By 1995 she had adopted four children. She had also met her future husband through the Internet. David, a widower, had himself adopted 10 children with his first wife, because they couldn't have children of their own. After months of online correspondence, David and Cheryl met at an adoption conference. They married soon after.
The Whittens currently have 13 children living at home and 13 grown children living and working through out the country. David and Cheryl study at the University of Texas-Pan American, taking graduate school courses in rehabilitation counseling.
"David and I enjoy the kids very much," she says. "We've adopted because we enjoy them, and we have the skills to help them. We're not perfect. We just love them."
But raising the children can prove costly. The Whittens receive much help from the state, but they have little extra money. To feed the group, they go to Wal-Mart every other day. During one trip they buy four loaves of bread, two and a half dozen eggs, four packages of turkey hot dogs, and two packs of chicken breasts. That doesn't leave much leeway in the budget - especially not for weight-loss surgery.
Kindness of strangers
Enter Dr. Luis Reyes, a Monterrey-born and Ohio State University-educated surgeon.

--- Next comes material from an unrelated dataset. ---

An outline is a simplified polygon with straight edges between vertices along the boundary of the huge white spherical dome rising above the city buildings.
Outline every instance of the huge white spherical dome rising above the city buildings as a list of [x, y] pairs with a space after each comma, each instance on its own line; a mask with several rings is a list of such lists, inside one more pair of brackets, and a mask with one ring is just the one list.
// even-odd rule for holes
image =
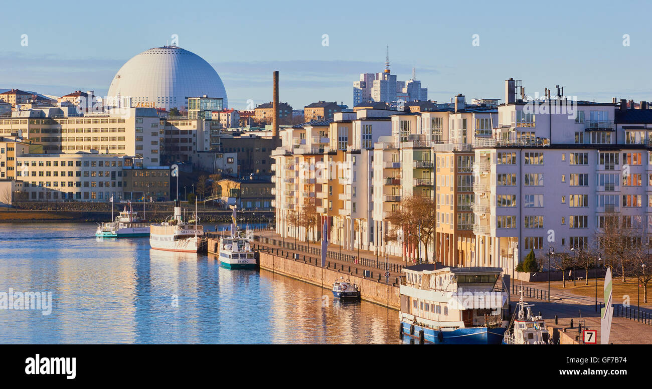
[[118, 70], [108, 96], [134, 107], [188, 108], [188, 97], [221, 97], [228, 108], [224, 83], [203, 58], [177, 46], [153, 48], [136, 55]]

Based in McAllen, Reyes has performed about 1,300 weight-loss surgeries in the Valley for the past six years.
He doesn't make a habit of doing the procedures for free, but he made an exception for Whitten. She had no health insurance, a life-threatening condition and the children.
"I mean, I don't know anybody who has 13 kids, and despite her inability to function, she is still responsible for the kids," he said. "We needed to act sooner rather than later; otherwise it was going to be more difficult for her and us."

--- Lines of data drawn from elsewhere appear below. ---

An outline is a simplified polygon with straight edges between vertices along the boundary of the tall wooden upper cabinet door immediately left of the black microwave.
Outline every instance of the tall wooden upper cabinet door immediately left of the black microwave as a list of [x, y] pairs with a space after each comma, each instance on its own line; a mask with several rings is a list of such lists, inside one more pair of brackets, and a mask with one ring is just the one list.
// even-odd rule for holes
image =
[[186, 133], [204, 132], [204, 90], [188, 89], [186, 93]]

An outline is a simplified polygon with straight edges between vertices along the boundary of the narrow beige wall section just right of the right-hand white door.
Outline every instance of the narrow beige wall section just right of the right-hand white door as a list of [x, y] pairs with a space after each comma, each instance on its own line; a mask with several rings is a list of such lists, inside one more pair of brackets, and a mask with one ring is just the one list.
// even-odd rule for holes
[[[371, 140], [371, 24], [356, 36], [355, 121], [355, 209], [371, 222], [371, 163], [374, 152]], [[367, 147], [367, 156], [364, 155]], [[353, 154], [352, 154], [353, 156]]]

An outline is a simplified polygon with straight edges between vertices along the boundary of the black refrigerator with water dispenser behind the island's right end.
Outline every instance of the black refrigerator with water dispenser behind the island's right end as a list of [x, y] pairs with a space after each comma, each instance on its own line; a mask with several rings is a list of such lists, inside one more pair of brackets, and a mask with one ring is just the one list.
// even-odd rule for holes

On Jan. 14, 2008, Whitten underwent the surgery. She carried a calendar of her children's pictures to the operation remembersPaula Kilgore, who was the bariatric coordinator at Rio Grande Regional at the time of Whitten's surgery.

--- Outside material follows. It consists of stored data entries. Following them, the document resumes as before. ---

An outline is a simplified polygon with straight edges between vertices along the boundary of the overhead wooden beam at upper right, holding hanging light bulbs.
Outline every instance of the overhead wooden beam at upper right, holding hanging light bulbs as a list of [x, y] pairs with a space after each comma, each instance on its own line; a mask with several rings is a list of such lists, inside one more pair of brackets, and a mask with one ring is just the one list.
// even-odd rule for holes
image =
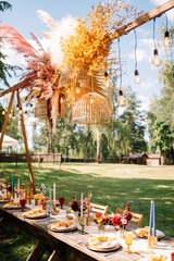
[[122, 26], [121, 28], [115, 30], [115, 33], [117, 33], [117, 35], [119, 35], [117, 37], [126, 35], [130, 30], [139, 27], [142, 24], [146, 24], [150, 20], [153, 20], [153, 18], [160, 16], [161, 14], [165, 13], [166, 11], [169, 11], [173, 8], [174, 8], [174, 0], [169, 0], [169, 1], [164, 2], [163, 4], [157, 7], [156, 9], [152, 9], [148, 13], [140, 15], [138, 18], [132, 21], [130, 23]]

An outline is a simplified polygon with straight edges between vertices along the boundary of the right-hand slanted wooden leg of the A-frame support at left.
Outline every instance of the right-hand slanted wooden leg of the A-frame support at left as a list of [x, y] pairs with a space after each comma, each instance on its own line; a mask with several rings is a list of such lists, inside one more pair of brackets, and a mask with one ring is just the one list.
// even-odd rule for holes
[[[17, 92], [18, 108], [22, 108], [18, 90], [16, 90], [16, 92]], [[29, 156], [29, 150], [28, 150], [28, 144], [27, 144], [27, 137], [26, 137], [26, 130], [25, 130], [23, 112], [20, 114], [20, 119], [21, 119], [21, 125], [22, 125], [23, 136], [24, 136], [24, 144], [25, 144], [25, 150], [26, 150], [26, 159], [27, 159], [28, 169], [29, 169], [29, 178], [30, 178], [30, 182], [32, 182], [32, 184], [33, 184], [33, 192], [36, 194], [35, 181], [34, 181], [34, 174], [33, 174], [33, 170], [32, 170], [32, 162], [30, 162], [30, 156]]]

Kilgore, who now performs those duties for McAllen Heart Hospital, describes Whitten as an ideal patient. After the surgery Whitten committed herself to a healthy lifestyle. She exercised, dieted and attended support groups, which Kilgore led.
One year later, Whitten has lost 98 pounds. And she will likely continue to lose weight, Reyes said.
"Dr. Reyes saved my life," Whitten says.
The future
Cheryl Whitten sits in her living room, two children playing near by.
She unzips her purse and pulls out a laminated card. On one side is a snapshot of herself before surgery. The other side has pictures of activities.
"I want to ride a rollercoaster again; I want to play with my kids," she says. "I have a high school reunion I want to go to. I couldn't have done these things before the surgery."
And all these goals are represented on the card. When temptation to eat strikes Whitten, she pulls out the card. She gazes at the images, and the hunger dies away.
Matthew toddles toward his mother. The 7-year-old suffers from Apert syndrome, which causes his skull to bulge. At birth, surgeons separated his fused fingers.
Matthew tells his mother something in a language only she can understand. She rises, walks across the room without stopping and takes his hand. She turns and walks back, again uninterrupted, and sits in front of the computer. He sits on her lap and reaches for the computer mouse with tiny, crooked fingers. Cheryl smiles.
"I just wanted to be there for my kids," she says. "Some of them have special needs. Some of them are going to need me for life, and I want to be there for them."
For the first time in years, she believes she will be.